Segment 5: Prof. Michael I. Jordan on Collective Intelligence
00:05:35 Professor Michael I. Jordan made a case against the current anthropomorphic framing of AI on Machine Learning Street Talk. He argues that intelligence is fundamentally collective and social, requiring economic and game-theoretic frameworks to model multi-agent systems, rather than isolated statistical soup.
00:05:55 He calls "AGI" a distortionary PR term that's demoralizing young engineers by forcing them into a binary of exuberance or alarmism. He traces modern machine learning back to statistics and operations research — the methods that actually built supply chains, commerce, and transportation systems before the language data gave the box human-fluent text.
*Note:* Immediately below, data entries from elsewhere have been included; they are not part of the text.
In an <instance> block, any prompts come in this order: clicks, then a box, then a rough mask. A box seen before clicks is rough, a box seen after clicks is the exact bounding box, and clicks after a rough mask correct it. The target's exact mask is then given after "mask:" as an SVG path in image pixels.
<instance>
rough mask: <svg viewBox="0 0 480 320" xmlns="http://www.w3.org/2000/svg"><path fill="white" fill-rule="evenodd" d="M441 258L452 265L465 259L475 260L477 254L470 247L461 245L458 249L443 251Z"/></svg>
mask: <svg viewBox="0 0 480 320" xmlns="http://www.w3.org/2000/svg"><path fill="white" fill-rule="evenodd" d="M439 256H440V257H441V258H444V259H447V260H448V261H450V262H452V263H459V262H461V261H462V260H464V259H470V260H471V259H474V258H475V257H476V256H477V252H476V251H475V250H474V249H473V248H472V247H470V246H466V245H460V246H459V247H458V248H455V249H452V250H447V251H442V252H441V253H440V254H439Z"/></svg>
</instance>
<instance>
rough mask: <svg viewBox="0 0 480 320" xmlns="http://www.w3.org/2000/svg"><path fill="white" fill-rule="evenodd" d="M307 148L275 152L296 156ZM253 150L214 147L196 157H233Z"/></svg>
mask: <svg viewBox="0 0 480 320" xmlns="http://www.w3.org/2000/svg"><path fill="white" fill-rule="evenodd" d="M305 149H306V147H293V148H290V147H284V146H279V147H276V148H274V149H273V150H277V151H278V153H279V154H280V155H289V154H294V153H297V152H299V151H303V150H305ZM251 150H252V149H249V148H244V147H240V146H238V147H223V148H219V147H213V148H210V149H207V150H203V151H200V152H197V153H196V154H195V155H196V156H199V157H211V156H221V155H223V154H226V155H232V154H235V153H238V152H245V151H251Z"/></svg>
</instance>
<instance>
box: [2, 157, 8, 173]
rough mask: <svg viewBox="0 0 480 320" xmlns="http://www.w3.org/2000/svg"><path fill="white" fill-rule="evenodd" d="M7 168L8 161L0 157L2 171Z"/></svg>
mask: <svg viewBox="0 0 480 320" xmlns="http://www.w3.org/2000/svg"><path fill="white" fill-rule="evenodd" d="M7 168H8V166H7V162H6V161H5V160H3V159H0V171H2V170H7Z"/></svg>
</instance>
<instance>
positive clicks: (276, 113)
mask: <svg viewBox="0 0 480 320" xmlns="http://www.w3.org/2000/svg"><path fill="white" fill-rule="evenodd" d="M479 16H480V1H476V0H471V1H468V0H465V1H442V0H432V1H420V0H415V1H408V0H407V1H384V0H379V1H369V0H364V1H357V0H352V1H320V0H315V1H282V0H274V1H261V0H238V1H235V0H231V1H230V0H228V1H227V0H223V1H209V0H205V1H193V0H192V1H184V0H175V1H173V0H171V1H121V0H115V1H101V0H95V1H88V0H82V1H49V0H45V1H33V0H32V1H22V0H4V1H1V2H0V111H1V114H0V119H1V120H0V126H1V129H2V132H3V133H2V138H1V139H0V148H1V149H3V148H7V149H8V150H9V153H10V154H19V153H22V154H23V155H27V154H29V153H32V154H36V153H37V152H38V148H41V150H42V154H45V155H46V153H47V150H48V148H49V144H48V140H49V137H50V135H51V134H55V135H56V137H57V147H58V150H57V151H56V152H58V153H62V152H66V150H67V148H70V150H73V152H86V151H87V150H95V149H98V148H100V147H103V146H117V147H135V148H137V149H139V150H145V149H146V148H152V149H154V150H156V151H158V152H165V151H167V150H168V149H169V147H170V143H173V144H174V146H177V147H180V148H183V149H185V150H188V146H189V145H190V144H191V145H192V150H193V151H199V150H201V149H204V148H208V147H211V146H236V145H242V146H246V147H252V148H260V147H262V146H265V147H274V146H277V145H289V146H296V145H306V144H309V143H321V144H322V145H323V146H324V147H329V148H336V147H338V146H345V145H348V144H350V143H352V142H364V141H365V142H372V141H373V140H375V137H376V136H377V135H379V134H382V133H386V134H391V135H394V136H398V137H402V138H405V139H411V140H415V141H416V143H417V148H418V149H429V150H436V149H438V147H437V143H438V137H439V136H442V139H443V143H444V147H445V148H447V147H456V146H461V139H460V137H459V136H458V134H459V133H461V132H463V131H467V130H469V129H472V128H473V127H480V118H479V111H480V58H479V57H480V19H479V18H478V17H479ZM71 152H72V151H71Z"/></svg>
00:06:17 Jordan put it plainly: "I think this anthropomorphizing of intelligence and understanding all that is not necessary, not appropriate, and is a distraction for many, many problems." He points out that young people see real opportunities in building technology to help their families and countries, but are being told by leaders, "we had our fun...
00:06:39 we built gradient descent algorithms... now you can't do this because it's dangerous." When he talks about extracting data without compensating originators or running greedy descent without economic thought, he's flagging the gap between current capabilities and the infrastructure required to actually scale them.
00:06:59 The conversation is a reminder that building systems you don't understand at scale isn't inherently wrong, but detaching from the economic and social reality of what you're building is unusual for human history. That's the local reading on today's archive. Seln Oriax.